Son olarak bakliyattan inşaata, turizmden petrole, bünyesinde birçok faaliyeti barındıran bu dünya şirketi, yarışma etkinlikleri için sanat ortamının kâr amacı gütmeyen, farklı pratiklere açık, alternatif bir sanat mekânı olarak tanımladığı Depo’yu seçiyor. Bu seçimi FullArtPRIZE’ın geniş kitlelere ulaşma yönündeki masum bir tercihi olarak mı görmemiz isteniyor?

Güncel Sanat yakıtını şimdi bir petrol şirketinden alırken, sorma ihtiyacı doğdu: Bu yakıtla nereye?

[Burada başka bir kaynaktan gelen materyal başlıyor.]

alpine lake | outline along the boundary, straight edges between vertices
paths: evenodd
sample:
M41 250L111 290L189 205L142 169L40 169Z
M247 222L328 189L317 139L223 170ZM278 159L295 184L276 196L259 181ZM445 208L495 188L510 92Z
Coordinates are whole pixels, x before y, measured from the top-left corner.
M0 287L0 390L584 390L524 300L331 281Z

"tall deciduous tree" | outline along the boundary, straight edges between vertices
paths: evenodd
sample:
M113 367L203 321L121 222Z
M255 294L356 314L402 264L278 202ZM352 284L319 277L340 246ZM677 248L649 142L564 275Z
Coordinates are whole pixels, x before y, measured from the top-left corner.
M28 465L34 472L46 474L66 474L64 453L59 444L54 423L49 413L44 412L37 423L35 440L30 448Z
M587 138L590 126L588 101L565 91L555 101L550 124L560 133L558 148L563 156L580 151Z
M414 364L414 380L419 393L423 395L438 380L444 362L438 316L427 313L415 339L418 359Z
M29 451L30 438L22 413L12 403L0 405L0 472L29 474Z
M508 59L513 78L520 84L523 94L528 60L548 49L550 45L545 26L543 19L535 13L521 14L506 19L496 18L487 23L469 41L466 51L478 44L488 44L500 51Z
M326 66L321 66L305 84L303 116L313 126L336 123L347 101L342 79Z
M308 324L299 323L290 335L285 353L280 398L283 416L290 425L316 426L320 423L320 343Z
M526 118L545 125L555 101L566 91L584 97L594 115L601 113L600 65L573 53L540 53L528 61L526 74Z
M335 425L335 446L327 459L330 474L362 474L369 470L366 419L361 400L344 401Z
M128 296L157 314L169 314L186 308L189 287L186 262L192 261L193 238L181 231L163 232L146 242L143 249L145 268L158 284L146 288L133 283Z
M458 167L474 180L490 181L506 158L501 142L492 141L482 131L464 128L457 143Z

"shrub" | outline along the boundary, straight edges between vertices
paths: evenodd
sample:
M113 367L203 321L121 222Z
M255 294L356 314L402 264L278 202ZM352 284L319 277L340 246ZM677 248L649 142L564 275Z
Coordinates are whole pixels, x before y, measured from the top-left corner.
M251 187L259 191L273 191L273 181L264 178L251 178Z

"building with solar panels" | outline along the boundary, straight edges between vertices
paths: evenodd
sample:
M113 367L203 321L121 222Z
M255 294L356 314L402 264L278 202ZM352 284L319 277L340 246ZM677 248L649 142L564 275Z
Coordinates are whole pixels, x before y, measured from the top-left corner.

Sanatın ve sanatçının desteklendiği söyleminin arka planındaki PR faaliyetlerinin, kâr-zarar hesaplarının, kariyerist yaklaşımların, rekabet düzeninin, çıkar ilişkilerinin ve çağdaş sanat alanının muhalif söylemiyle birlikte araçsallaştırılması süreçlerinin tartışmaya açılmasını savunuyoruz.

İşte ZULart’tan ilk çağdaş sanat öğüdü: Yarışma değil, dayanışma zamanı!